Thanks Sadie. I agree we will not see eye to eye.  Just because I feel differently about their history doesn't mean I don't respect it as HISTORY, not what current day SHOULD be. What makes me sad, and offended, is some comments you have made I have taken to mean that you don't seem to respect that I can still love this breed and still hate the old school thinking and dog men. Why are does it have to be one or the other? Why can't you accept some love the breed and hate the dog men? To me the breed is way MORE than just for fighting, which is just one trait they have. I can love all the others without loving true old school dog men. people/dogs are created in ways that people do not respect or like in current day situations, but that does not change how they are loved or treated today. So why do feel the two HAVE to go hand in hand?



LOVE MY DOGS said:


> To put it in other terms, just because I love icecream does that mean I should be eating it as my staple? NO - it is just not right and not healthy. I was born eating icecream...it doesn't mean that it is good for me. Just because a dog may "love" to do something, doesn't make it right. My dog likes eating socks..doesn't make it good for him.
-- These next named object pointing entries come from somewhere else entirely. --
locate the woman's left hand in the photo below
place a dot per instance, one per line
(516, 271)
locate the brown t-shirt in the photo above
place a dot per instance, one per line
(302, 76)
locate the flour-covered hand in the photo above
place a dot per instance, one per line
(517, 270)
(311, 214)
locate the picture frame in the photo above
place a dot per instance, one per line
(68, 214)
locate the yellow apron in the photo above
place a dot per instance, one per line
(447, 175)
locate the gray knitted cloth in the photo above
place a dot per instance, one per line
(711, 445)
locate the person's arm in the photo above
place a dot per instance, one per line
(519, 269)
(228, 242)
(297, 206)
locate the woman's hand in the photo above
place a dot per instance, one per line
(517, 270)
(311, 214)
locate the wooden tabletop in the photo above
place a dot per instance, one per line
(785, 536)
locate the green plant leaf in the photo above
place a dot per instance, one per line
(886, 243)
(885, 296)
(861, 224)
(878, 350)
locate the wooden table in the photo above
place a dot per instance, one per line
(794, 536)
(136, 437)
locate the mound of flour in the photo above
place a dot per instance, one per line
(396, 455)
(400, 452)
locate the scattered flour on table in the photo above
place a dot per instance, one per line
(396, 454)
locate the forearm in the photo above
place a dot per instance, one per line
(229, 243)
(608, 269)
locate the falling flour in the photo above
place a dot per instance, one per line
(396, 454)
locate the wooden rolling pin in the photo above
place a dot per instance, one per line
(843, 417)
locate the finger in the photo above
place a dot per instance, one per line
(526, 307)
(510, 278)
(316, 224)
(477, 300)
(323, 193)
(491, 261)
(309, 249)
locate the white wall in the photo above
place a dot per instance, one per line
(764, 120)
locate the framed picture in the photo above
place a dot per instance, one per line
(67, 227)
Thats exactly what I am talking about. Shoot I would love to go punch out every Yankee's fan I come across, but its not acceptable and just because I would LOVE to do that does not make it right (and belive me THAT is a trait I was born with thanks to my family, lol (Go Red Sox) Just because your dog looks like he is having a ball does not make it the right thing to do.


----------



## william williamson (Feb 26, 2006)

ames said:


> Shoot I would love to go punch out every Yankee


now,as A native floridian, heres where I can agree.
hehehe,life sucks with s.fl. as the 6th burrough.


----------



## ames (Jun 6, 2010)

william williamson said:


> now,as A native floridian, heres where I can agree.
> hehehe,life sucks with s.fl. as the 6th burrough.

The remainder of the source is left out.